Overview

The Lear Center Local News Archive is a unique resource for academics, journalists and the public. This site offers access to a video archive of campaign news stories aired on local television stations during the 2004 campaign.

The Lear Center has collected information on campaign news stories on local television stations across the country since 1998. In 2002, The Lear Center received funding from the Pew Charitable Trusts to build the Local News Archive, a fully searchable database, containing transcripts and video of 10,814 campaign news stories. Registered users could search the entire database by keywords or phrases, or by dozens of more specific criteria, producing all relevant video clips as a result. Funding is currently being sought so that the 2002 archive can continue to be available to registered users online.

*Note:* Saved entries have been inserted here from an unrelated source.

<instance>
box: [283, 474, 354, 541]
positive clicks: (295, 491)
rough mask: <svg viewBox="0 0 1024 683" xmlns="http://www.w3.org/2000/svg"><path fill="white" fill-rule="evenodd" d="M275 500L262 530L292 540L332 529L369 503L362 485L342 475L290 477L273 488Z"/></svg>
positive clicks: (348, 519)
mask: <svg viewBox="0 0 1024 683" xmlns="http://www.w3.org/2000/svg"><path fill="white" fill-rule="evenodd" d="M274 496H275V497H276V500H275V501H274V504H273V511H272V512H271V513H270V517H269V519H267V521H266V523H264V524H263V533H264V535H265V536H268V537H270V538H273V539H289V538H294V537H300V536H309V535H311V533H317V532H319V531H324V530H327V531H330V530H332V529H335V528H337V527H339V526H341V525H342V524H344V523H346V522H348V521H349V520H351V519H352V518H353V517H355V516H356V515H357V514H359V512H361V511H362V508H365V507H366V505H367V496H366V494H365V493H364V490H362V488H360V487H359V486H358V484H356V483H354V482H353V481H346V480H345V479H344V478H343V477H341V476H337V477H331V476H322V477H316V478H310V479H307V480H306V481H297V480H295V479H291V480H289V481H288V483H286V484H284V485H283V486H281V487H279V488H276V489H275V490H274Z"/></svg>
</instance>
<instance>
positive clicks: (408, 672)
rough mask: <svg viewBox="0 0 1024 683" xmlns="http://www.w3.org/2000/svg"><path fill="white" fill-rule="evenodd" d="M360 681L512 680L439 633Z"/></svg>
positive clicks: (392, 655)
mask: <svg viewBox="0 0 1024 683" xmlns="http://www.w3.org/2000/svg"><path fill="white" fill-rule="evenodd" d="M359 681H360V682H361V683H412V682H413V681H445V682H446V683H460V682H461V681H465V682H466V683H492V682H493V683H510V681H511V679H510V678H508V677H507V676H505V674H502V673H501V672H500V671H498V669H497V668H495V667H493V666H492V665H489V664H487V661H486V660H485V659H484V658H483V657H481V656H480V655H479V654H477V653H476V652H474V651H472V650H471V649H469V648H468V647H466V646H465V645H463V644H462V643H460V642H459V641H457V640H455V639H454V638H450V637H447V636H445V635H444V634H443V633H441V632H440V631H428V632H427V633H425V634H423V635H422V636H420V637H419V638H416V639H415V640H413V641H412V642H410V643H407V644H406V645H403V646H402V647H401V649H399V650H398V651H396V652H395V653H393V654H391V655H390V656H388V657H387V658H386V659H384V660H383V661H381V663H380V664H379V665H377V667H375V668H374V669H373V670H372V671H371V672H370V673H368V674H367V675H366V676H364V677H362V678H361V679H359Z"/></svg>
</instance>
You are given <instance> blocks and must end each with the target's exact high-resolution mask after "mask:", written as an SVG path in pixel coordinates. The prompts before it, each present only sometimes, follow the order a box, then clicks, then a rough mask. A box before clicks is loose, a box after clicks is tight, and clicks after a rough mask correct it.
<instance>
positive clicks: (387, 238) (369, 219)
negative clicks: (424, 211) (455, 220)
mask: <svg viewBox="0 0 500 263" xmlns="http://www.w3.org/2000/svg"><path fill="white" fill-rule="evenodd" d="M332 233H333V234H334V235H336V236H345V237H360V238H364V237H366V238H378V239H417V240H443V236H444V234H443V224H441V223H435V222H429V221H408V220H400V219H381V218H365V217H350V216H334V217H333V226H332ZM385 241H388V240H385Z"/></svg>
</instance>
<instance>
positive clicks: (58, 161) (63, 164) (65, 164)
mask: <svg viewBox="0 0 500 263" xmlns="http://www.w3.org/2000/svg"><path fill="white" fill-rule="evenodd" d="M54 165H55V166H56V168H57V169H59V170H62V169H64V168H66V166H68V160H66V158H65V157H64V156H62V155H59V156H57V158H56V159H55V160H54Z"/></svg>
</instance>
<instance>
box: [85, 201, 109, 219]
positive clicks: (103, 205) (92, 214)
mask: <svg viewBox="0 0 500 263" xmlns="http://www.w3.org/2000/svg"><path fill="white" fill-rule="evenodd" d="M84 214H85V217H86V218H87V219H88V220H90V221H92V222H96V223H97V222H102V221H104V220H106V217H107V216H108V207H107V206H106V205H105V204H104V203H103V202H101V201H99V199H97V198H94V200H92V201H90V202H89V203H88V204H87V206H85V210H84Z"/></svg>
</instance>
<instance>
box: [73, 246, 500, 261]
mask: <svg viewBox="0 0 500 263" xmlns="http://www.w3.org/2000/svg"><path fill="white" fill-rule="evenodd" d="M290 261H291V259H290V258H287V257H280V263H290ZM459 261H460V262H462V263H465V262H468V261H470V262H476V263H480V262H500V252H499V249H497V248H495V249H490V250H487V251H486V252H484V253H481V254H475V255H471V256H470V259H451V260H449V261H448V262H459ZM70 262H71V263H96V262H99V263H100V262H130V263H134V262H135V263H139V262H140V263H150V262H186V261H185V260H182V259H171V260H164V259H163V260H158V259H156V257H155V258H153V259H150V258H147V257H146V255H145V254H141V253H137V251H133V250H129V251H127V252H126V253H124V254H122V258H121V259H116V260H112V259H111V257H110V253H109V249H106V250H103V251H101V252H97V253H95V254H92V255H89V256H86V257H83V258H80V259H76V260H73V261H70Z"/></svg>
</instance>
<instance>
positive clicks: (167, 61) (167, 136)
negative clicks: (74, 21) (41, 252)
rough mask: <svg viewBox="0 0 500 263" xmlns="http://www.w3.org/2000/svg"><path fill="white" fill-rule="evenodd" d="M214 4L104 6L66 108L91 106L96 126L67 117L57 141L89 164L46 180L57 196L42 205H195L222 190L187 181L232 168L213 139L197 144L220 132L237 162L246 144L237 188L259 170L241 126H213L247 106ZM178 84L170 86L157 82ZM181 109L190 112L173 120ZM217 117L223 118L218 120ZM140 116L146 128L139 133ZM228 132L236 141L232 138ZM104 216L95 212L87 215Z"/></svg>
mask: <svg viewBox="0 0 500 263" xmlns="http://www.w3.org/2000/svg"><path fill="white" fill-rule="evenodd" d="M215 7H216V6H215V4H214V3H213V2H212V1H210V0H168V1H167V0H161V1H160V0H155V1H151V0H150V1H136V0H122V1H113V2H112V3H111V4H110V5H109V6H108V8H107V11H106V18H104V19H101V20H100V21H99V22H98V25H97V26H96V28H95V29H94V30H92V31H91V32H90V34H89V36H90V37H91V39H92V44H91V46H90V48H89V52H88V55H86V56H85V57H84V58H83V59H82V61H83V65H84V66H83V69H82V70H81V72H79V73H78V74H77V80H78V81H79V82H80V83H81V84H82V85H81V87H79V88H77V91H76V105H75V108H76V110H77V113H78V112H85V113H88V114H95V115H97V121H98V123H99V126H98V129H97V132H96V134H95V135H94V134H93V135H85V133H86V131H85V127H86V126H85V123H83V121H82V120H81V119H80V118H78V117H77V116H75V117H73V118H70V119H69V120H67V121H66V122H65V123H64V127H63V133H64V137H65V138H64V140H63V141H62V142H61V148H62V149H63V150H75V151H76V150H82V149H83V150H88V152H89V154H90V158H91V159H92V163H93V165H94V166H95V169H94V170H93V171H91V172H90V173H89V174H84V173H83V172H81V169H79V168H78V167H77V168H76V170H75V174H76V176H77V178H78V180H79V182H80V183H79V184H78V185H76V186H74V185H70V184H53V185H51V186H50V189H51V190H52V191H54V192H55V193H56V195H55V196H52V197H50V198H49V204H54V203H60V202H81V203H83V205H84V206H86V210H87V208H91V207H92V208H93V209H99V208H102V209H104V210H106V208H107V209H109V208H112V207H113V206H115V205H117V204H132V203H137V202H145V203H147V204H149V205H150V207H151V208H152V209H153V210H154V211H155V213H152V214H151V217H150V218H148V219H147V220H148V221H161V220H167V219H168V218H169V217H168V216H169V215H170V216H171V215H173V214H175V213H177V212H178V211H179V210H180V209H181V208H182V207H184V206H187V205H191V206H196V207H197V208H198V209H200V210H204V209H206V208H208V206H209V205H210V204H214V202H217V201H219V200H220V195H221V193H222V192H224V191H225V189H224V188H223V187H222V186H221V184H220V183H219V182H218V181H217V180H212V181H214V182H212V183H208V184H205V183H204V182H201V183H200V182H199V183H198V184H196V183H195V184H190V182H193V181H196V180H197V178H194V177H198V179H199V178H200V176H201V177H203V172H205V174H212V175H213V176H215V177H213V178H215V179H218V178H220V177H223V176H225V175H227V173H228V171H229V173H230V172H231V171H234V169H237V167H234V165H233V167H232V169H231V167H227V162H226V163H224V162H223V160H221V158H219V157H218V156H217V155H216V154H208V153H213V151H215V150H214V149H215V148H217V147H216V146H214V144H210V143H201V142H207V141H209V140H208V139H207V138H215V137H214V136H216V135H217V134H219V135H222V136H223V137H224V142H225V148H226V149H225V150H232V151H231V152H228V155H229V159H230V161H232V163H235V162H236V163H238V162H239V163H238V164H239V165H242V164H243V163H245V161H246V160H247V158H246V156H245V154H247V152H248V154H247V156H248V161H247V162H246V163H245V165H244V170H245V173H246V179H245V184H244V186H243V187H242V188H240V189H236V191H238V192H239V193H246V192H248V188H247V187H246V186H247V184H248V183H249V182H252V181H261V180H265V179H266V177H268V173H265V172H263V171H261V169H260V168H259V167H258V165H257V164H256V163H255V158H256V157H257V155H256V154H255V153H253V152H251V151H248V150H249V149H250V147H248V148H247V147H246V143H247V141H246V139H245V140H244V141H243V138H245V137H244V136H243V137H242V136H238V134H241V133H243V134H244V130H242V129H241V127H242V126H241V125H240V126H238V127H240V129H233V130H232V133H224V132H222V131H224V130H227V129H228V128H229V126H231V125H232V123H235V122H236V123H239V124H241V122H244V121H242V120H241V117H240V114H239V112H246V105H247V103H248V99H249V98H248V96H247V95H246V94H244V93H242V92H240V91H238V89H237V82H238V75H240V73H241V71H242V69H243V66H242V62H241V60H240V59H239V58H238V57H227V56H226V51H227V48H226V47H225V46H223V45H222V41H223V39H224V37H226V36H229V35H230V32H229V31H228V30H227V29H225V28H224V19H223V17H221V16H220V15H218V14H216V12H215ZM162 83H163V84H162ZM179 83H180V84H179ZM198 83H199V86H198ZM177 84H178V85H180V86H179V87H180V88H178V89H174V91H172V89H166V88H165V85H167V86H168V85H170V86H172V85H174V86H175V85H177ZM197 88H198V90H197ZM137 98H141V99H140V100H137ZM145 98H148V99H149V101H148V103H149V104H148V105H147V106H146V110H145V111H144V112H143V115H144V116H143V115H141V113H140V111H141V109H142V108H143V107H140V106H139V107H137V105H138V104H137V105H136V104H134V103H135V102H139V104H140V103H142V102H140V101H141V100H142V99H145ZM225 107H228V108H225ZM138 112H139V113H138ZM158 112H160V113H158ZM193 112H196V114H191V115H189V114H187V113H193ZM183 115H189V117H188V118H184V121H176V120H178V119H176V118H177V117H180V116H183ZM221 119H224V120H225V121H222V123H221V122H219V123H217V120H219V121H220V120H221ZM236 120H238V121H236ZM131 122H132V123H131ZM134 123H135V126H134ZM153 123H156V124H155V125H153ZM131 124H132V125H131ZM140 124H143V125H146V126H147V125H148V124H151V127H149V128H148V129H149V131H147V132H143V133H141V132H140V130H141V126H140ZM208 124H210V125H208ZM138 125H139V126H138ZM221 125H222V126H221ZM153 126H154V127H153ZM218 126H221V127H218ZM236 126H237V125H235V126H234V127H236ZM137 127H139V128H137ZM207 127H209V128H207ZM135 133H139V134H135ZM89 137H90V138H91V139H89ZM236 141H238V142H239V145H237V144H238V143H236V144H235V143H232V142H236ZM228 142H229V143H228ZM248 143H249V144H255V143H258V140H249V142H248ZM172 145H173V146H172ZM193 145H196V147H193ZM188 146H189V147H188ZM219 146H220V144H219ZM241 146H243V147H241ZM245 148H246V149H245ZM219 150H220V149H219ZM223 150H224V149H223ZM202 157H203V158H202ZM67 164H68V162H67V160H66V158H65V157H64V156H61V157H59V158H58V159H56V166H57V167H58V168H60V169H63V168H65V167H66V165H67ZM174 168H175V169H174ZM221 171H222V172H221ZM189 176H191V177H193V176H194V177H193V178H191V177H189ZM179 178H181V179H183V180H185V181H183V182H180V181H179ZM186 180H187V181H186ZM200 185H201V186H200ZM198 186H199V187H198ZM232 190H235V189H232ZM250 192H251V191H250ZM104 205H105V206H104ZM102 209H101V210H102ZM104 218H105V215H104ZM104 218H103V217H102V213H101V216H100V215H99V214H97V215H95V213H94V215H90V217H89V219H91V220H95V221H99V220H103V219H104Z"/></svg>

In 2004, the Lear Center received funding from the Joyce Foundation to launch a new video archive with data from the 2004 election. The Archive contains information from four network affiliates in each of 11 markets: Dallas, Dayton, Denver, Des Moines, Los Angeles, Miami, New York, Orlando, Philadelphia, Seattle and Tampa. In each market, we capture all programming from 5:00 pm to 11:30 pm on every network affiliate in the market. We analyze all news programming and note when public affairs programming such as locally produced political talk shows, debates and town hall meetings appear.

In partnership with the Pew Hispanic Center , the Lear Center Local News Archive is also collecting data on Spanish-language news broadcasts. The archive tracks Telemundo’s and Univision’s nightly national news broadcasts and compares them with those of ABC, CBS and NBC, and cable news programs, including CNN (Wolf Blitzer), MSN (Dan Abrams) and FOX (Shepard Smith). Six local Spanish-language affiliates – two each in Los Angeles, Miami and New York – are also included in the sample. The Lear Center and the Pew Hispanic Center will document how political coverage on Spanish-language stations – both national and local – compare to English language news broadcasts.